Snowing In Greenwich Village by John Updike, 1956
The magic trick:
Selectively editorializing specific parts of the story to subtly shape the reader’s view of the situation
“Snowing In Greenwich Village” is one of the best Updike stories I’ve read. It captures something he’s very good at. He zooms in his narrative editorializing very keenly in certain places but ultimately leaves assessment of the overall situation to the reader.
Let me explain as that pertains to this story.
Here, we have a young couple welcoming a friend to their apartment one snowy evening. The three of them talk. The story’s told from the point of view of the man. He gives us plenty of editorializing about the scene and especially his wife and her friend’s habits. He is particularly analytical when it comes to the way the friend talks and how she tells stories. This is the editorial zoom I referenced before.

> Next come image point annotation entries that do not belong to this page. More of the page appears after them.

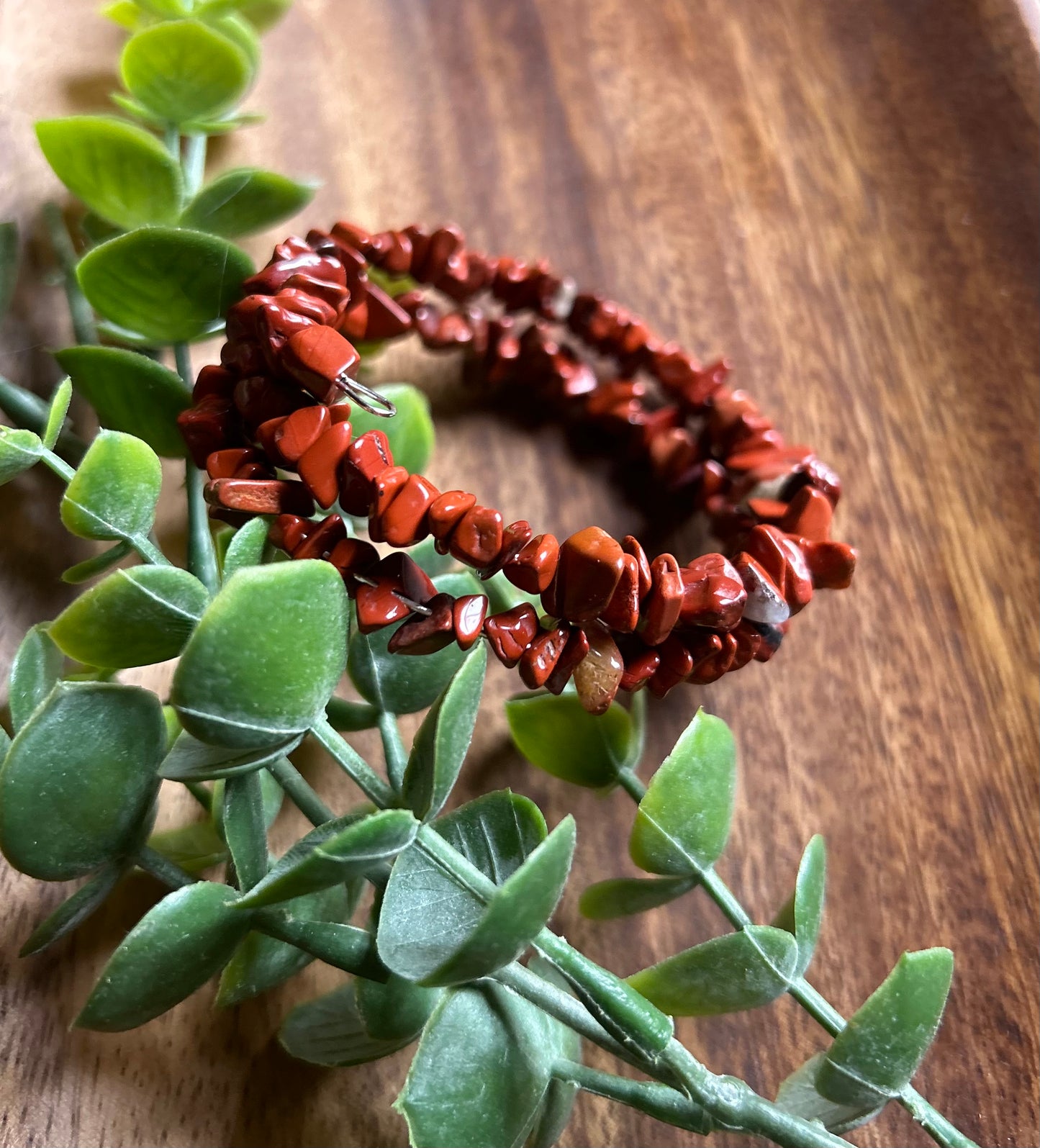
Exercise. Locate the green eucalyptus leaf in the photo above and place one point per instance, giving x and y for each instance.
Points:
(262, 962)
(480, 939)
(184, 71)
(683, 820)
(623, 897)
(348, 717)
(331, 1031)
(8, 263)
(481, 1071)
(804, 912)
(135, 617)
(115, 492)
(410, 430)
(130, 393)
(195, 847)
(56, 412)
(121, 171)
(73, 910)
(266, 657)
(79, 779)
(333, 853)
(798, 1095)
(441, 744)
(191, 760)
(558, 735)
(246, 547)
(19, 451)
(881, 1049)
(35, 672)
(178, 945)
(728, 974)
(166, 284)
(98, 564)
(246, 200)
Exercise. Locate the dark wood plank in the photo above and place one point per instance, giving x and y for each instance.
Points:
(843, 199)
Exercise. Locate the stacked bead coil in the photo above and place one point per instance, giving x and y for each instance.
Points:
(613, 618)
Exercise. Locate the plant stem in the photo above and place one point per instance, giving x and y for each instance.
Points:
(79, 310)
(351, 762)
(162, 869)
(299, 792)
(812, 1000)
(657, 1100)
(393, 748)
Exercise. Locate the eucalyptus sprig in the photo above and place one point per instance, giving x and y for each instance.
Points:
(456, 951)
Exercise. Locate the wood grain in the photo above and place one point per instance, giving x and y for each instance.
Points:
(843, 199)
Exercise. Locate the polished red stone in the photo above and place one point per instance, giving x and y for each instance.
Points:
(511, 632)
(478, 536)
(320, 360)
(713, 594)
(630, 546)
(426, 634)
(362, 463)
(469, 618)
(446, 512)
(261, 496)
(588, 573)
(808, 515)
(665, 600)
(640, 669)
(623, 612)
(301, 430)
(534, 565)
(403, 523)
(320, 465)
(574, 651)
(322, 538)
(540, 659)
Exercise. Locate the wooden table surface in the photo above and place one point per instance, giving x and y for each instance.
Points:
(843, 199)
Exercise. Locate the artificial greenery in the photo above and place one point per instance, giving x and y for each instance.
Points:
(456, 952)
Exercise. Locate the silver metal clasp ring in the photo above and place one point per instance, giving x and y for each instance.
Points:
(368, 399)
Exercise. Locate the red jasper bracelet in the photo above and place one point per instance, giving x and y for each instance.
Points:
(613, 617)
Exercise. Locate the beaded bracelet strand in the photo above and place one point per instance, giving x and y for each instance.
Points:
(613, 619)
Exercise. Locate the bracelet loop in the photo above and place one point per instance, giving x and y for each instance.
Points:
(611, 617)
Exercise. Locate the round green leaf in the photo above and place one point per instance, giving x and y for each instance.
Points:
(119, 171)
(441, 744)
(130, 393)
(410, 430)
(35, 671)
(19, 451)
(246, 200)
(436, 949)
(115, 492)
(804, 912)
(481, 1071)
(683, 820)
(626, 895)
(558, 735)
(334, 853)
(184, 71)
(135, 617)
(81, 779)
(881, 1049)
(166, 284)
(266, 657)
(728, 974)
(331, 1031)
(177, 946)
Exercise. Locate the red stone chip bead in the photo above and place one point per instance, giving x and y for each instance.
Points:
(618, 619)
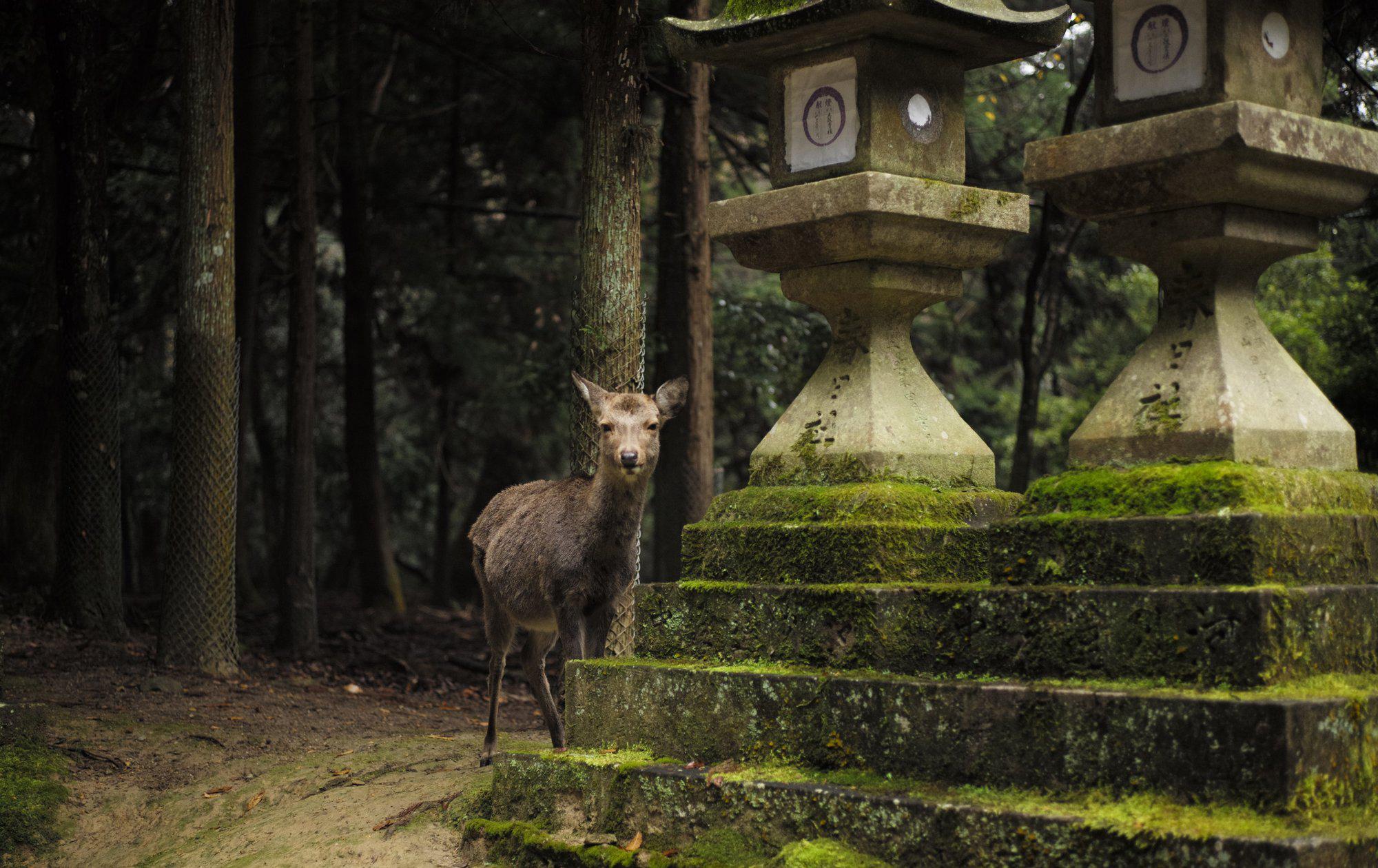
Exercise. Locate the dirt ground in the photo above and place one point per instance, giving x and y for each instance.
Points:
(286, 765)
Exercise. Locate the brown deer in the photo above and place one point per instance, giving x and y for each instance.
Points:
(552, 557)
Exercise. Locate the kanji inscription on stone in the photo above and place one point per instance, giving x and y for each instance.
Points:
(822, 115)
(1160, 48)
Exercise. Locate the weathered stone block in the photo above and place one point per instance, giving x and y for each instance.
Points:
(1222, 637)
(1228, 154)
(1164, 57)
(906, 823)
(1212, 523)
(1257, 749)
(829, 534)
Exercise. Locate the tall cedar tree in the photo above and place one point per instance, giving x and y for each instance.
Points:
(369, 513)
(684, 308)
(300, 630)
(610, 324)
(1037, 355)
(198, 626)
(89, 537)
(250, 119)
(443, 377)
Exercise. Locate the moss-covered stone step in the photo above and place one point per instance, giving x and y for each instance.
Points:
(774, 816)
(826, 534)
(1267, 747)
(1211, 523)
(1241, 637)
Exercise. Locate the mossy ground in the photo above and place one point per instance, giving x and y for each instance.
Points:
(1201, 488)
(753, 805)
(32, 787)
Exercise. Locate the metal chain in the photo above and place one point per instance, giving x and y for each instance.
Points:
(199, 604)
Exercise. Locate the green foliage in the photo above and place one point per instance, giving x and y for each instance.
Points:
(31, 790)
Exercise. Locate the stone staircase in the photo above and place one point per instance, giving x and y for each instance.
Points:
(989, 719)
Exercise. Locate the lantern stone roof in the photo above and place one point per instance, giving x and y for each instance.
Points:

OK, but as the story goes on, the scene shifts. The man and the friend are walking home alone and his editorial analysis recedes. The situation is getting complicated and vague. But the narrative interpretation is gone. It’s now on the reader to figure out what is happening and what the implications might be.
Controlling that push and pull – how much the narrator analyzes for the reader – is probably crucial to making any story work.
It’s masterfully done here.
And that’s quite a trick on Updike’s part.
The selection:
The Maples laughed, less at the words themselves than at the way Rebecca had evoked the full situation by conveying, in her understated imitation, both her escort’s flamboyant attitude and her own undemonstrative nature. They could see her standing by the taxi door, gazing with no expression as her escort bent lower and lower, seized by his own joke, his fingers writhing demoniacally as he felt horns sprout from his scalp, flames lick his ankles, and his feet shrivel into scarlet hoofs. Rebecca’s gift, Richard realized, was not that of having odd things happen to her but that of representing, through the implicit contrast with her own sane calm, all things touching her as odd. This evening, too, might appear grotesque in her retelling: “Six policemen on horses galloped by, and she cried ‘It’s snowing!’ and hugged him. He kept telling her how sick she was and filling us full of sherry.”